Увы, я тоже его хорошо знала. Достаточно хорошо, чтобы удивиться:

— Слушай, а зачем он вообще заявился? Что он здесь ночью-то хотел?

Димка куснул губы. Ответил неохотно:

— Думаю, того же, что и я.

Что?

Я провела рукой по щеке, убирая волосы. Мы смотрели друг на друга. В прихожей стояла полутень, однако свет падал из открытой двери ванной комнаты, и мне был хорошо виден взгляд Гордеева.

Димка понял, что сказал что-то не то, потому что натужно сглотнул, заставив меня побледнеть. Продолжал смотреть прямо, словно ожидая ответа. Ну, хоть бы сейчас уже отвернулся, что ли. Не пощечину же мне ему давать? Ведь правду сказал.

— Маша…

Я отвернулась и туже запахнула на груди халат. Провела нервно рукой по шее под волосами, ощущая духоту и то душевное обнажение, которое хочется спрятать от посторонних глаз.

— Уходи, Дим.

— Маша, я всего лишь сказал правду.

— А я и не спорю. Ты получил, что хотел, я тоже. А теперь я устала и хочу спать.

Я обошла Гордеева, подошла к двери и распахнула ее непослушной рукой. Коридор оказался пуст. Мне показалось, я чувствую, как волшебство, которое витало между нами всего десять минут назад, утекает в нее, словно гонимое сквозняком, оставляя после себя серый мир действительности.

На Димку смотреть не могла. Ни в чем не винила, просто хотелось остаться одной.

— Уходи, пожалуйста.

Странно, когда целовали друг друга — неловкости не было, а сейчас, под темным взглядом Гордеева я поежилась в плечах, как будто по ним озноб пробежал, и обняла себя руками.

Димка шагнул к двери, задержался возле меня и, склонив голову, поцеловал.

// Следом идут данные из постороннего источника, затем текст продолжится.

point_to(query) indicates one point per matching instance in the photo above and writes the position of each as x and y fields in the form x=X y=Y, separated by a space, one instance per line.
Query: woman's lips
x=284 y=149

Выбрал же момент — именно сейчас по-настоящему нежно.

— Спокойной ночи, Малина, — ласково погладил пальцами подбородок. — И больше никому не открывай, даже мне. Я тебя еще не заслужил.

Сказал так и ушел, оставив меня наедине с закрытой дверью.

Я тут же привалилась к ней спиной. Почему-то захотелось реветь.

* * *

Войдя в комнату, заметила документы на столе — контракт на тендер. Не знаю, кому сейчас он был интересен, но точно не нам с Гордеевым. А если так, то зачем мы, спрашивается, вообще сюда приехали?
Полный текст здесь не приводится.